While I am not directly answering this question, I want to point out that other
databases have very flexible formats.
Here is an excerpt from Postgres:
https://www.postgresql.org/docs/current/datatype-datetime.html
Example Description
1999-01-08 ISO 8601; January 8 in any mode (recommended format)
January 8, 1999 unambiguous in any datestyle input mode
1/8/1999 January 8 in MDY mode; August 1 in DMY mode
1/18/1999 January 18 in MDY mode; rejected in other modes
01/02/03 January 2, 2003 in MDY mode; February 1, 2003 in DMY mode;
February 3, 2001 in YMD mode
1999-Jan-08 January 8 in any mode
Jan-08-1999 January 8 in any mode
08-Jan-1999 January 8 in any mode
99-Jan-08 January 8 in YMD mode, else error
08-Jan-99 January 8, except error in YMD mode
Jan-08-99 January 8, except error in YMD mode
19990108 ISO 8601; January 8, 1999 in any mode
990108 ISO 8601; January 8, 1999 in any mode
1999.008 year and day of year
J2451187 Julian date
January 8, 99 BC year 99 BC
Another thing that Postgres has is the "DateStyle parameter":
DateStyle (string)
Sets the display format for date and time values, as well as the rules for
interpreting ambiguous date input values. For historical reasons, this variable
contains two independent components: the output format specification (ISO,
Postgres, SQL, or German) and the input/output specification for year/month/day
ordering (DMY, MDY, or YMD). These can be set separately or together. The
keywords Euro and European are synonyms for DMY; the keywords US, NonEuro, and
NonEuropean are synonyms for MDY. See Section 8.5 for more information.

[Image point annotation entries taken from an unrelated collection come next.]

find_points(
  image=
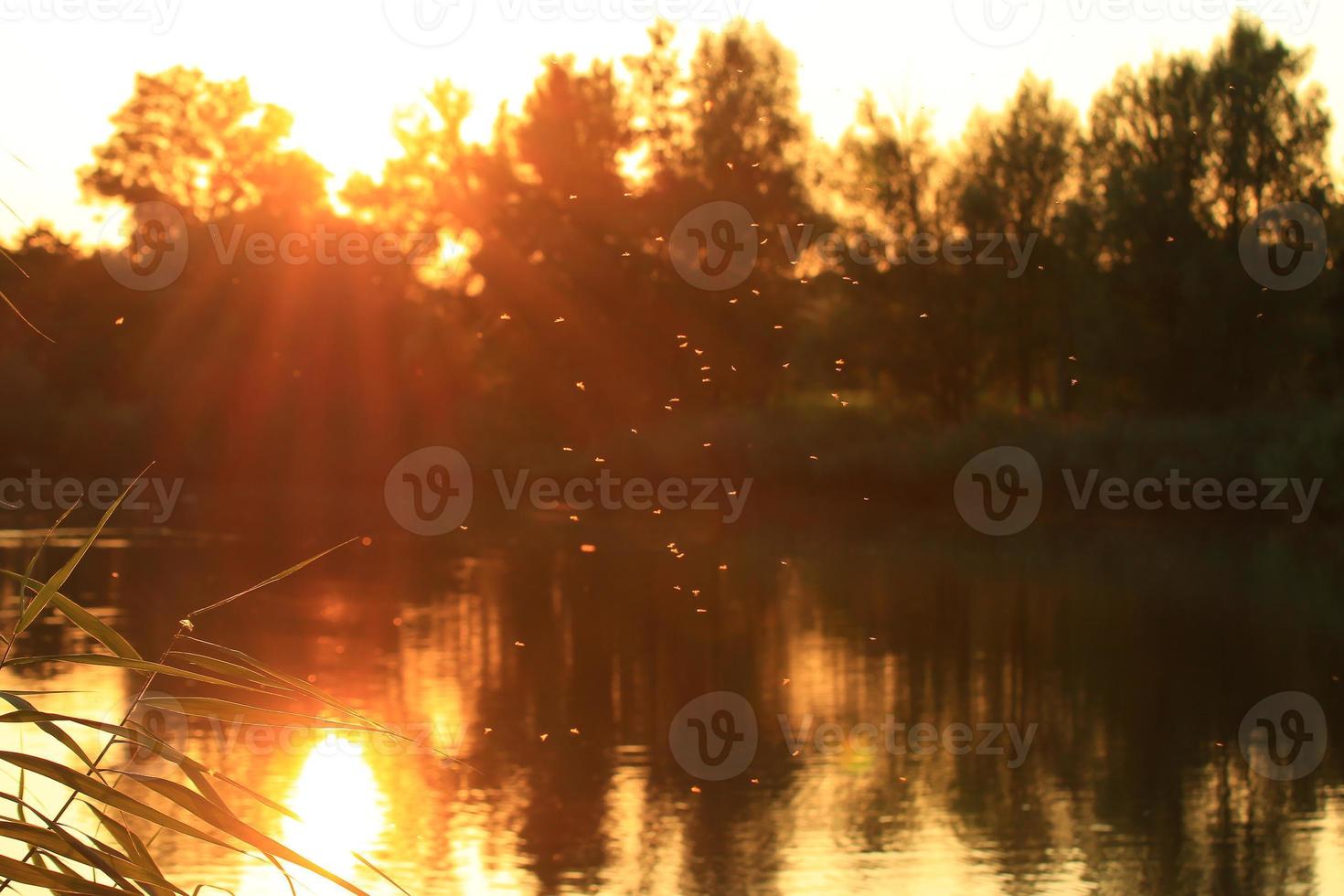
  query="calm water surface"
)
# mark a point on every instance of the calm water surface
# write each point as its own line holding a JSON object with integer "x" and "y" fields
{"x": 555, "y": 675}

The
built-in default is ISO, MDY, but initdb will initialize the configuration file
with a setting that corresponds to the behavior of the chosen lc_time locale.

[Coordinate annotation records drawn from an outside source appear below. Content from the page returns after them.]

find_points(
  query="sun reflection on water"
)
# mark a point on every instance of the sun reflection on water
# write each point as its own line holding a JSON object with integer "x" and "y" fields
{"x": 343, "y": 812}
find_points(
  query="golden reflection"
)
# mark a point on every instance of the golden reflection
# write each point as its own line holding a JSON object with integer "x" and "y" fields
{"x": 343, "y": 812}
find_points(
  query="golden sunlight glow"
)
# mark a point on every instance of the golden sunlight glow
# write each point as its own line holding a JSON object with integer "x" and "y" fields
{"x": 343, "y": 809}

Unfortunately it's not clear how Calcite could support parameters. In postgres
this is done using:
SET datestyle TO iso
In general I think it's a good policy to be as liberal as possible with inputs
as long as you do not need to compromise on the correctness of the language.
Having several modes (strict, lenient) for literals would be nice.
Mihai
-----Original Message-----
From: Stamatis Zampetakis
Sent: Friday, September 29, 2023 5:05 AM
To: [email protected]
Subject: CALCITE-5678/CALCITE-5957: Datetime literal validation
Hey everyone,
CALCITE-5678, which landed recently in Avatica, enforces strict validation of
datetime literals and is inline with the SQL standard specification. However,
this strict validation also leads to behavior changes (e.g., CALCITE-5957)
since some previously "valid" dates are now considered invalid.
Roughly four people have expressed an opinion on the aforementioned JIRAs but
since this is a change that will likely have wider impact I would prefer to
gather some more inputs from the community.
I created a very brief anonymous survey [1] with a few sample literals to aid
the decision on what Calcite/Avatica should consider valid and invalid from now
onwards.
I will close the survey in 96 hours from now. Please fill in the survey and/or
comment under the respective tickets.
Based on the feedback we can opt to do one of the following:
* Revert CALCITE-5678 (restore the liberal parsing of datetime literals)
* Merge CALCITE-5957 (stricter parsing but leading zeros are optional)
* Reject CALCITE-5957 (only strict SQL standard compliant literals)
Best,
Stamatis
[1] https://forms.gle/23f3yVhJCKZJdqQu8